Two workers were killed in a fire that broke out on an offshore platform in the Gulf on July 7. Then on July 26, Pemex admitted that oil spilled into the same body of water from an aging underwater pipeline soon afterward. And then last Sunday — the penultimate day of the month — Pemex shut down Mexico’s largest oil-exporting terminal due to a leak, according to a report by the Bloomberg news agency.
Bloomberg reported Tuesday that Pemex closed the Yúum K’ak’ Náab floating production storage and offloading (FPSO) unit in the Gulf of Mexico because of a leak in one of its hose trains.
The news agency said it saw the information in a shipping report. Norwegian FPSO operator BW Offshore handed over ownership and operation of the Yúum K’ak’ Náab FPSO unit to Pemex just over a year ago.
The FPSO, located off the coast of Campeche, has storage capacity of 2.2 million barrels, with oil processing capacity of 200,000 barrels per day and gas handling capacity of 120 million cubic feet per day, according to the online business intelligence platform BNamericas.
Bloomberg noted that Pemex also shut its terminal in Salina Cruz, Oaxaca, last month “after hoses loading a ship were blown off by strong winds.”
The string of mishaps occurred at a time of year when Pemex’s oil sales to the United States usually increase to meet demand generated by the summer vacation period, when many people go on road trips.
Bloomberg reported that the Yúum K’ak’ Náab FPSO vessel and the Salina Cruz terminal were expected to resume operations later this week. Citing a shipping report, the news agency also said that Pemex was reactivating a floating platform at the Cayos Arcas terminal off the Campeche coast on Wednesday.

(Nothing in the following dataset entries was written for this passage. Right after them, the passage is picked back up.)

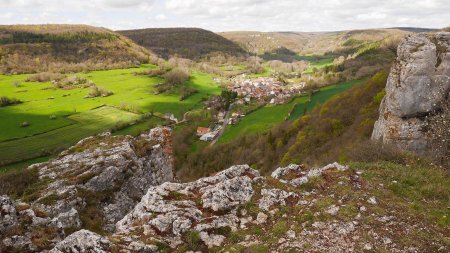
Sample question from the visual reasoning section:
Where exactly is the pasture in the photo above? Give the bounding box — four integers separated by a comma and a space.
0, 65, 220, 166
218, 79, 365, 144
298, 54, 335, 74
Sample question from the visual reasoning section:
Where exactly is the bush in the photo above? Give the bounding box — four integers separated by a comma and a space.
12, 80, 22, 87
163, 68, 190, 86
0, 96, 22, 107
26, 72, 64, 82
183, 231, 203, 250
179, 86, 197, 101
87, 85, 113, 98
54, 75, 94, 89
134, 67, 168, 77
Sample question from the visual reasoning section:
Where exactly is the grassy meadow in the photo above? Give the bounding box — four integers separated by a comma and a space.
218, 79, 365, 144
298, 54, 335, 74
0, 64, 220, 165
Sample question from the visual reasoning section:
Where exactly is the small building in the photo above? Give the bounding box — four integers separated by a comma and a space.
164, 113, 178, 123
196, 127, 211, 137
200, 131, 218, 142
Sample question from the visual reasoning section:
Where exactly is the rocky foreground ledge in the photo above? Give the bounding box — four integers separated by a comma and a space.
1, 127, 448, 252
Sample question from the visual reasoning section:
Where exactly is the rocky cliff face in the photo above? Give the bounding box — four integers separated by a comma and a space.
372, 32, 450, 153
0, 127, 174, 252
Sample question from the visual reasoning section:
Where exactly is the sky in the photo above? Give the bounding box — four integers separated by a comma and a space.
0, 0, 449, 32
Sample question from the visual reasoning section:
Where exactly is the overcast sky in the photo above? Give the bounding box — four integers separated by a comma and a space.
0, 0, 449, 32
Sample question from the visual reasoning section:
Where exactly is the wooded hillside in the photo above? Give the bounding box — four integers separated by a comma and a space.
0, 24, 153, 74
118, 28, 247, 60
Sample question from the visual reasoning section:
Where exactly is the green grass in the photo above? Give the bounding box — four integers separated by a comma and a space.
218, 98, 301, 144
0, 106, 141, 165
0, 65, 221, 166
112, 116, 166, 137
218, 79, 365, 144
289, 79, 366, 119
298, 54, 335, 74
0, 156, 52, 174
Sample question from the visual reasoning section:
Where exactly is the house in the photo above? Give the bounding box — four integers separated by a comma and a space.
197, 127, 211, 137
200, 131, 218, 141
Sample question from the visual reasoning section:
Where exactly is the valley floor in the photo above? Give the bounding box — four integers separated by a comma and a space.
0, 65, 220, 166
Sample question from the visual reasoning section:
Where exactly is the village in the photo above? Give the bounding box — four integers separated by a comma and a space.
196, 76, 306, 142
229, 76, 305, 105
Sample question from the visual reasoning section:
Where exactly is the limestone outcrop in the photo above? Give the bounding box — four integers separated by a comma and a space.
0, 127, 174, 252
2, 159, 448, 252
372, 32, 450, 153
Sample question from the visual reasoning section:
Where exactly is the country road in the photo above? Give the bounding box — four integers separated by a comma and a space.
210, 103, 234, 145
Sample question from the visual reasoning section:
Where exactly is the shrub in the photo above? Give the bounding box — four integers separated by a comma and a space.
272, 220, 288, 237
54, 75, 94, 89
134, 67, 168, 77
0, 96, 22, 107
87, 85, 113, 98
183, 231, 202, 250
12, 80, 22, 87
179, 86, 198, 101
26, 72, 64, 82
118, 102, 141, 113
163, 68, 190, 86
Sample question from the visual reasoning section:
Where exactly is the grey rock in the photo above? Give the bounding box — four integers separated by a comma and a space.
0, 195, 18, 233
1, 127, 174, 252
259, 188, 297, 211
201, 175, 254, 212
199, 232, 225, 248
271, 162, 347, 187
115, 165, 259, 248
49, 229, 112, 253
255, 212, 268, 225
373, 32, 450, 153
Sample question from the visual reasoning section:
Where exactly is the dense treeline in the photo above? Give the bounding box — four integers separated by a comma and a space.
174, 71, 394, 181
0, 31, 116, 45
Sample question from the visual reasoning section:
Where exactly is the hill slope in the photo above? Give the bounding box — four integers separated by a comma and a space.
0, 24, 152, 74
118, 27, 247, 59
220, 28, 410, 55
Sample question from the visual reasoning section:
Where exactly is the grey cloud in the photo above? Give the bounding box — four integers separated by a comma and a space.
0, 0, 449, 31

The activation, Bloomberg said, “is meant to help ease a backlog of seven ships waiting to load 8 million barrels of oil for clients in the U.S., South Korea, China and India.”
Pemex’s oil production has increased during the term of the current government, but the state-owned firm remains heavily indebted, with liabilities going above US $110 billion in the second quarter of the year.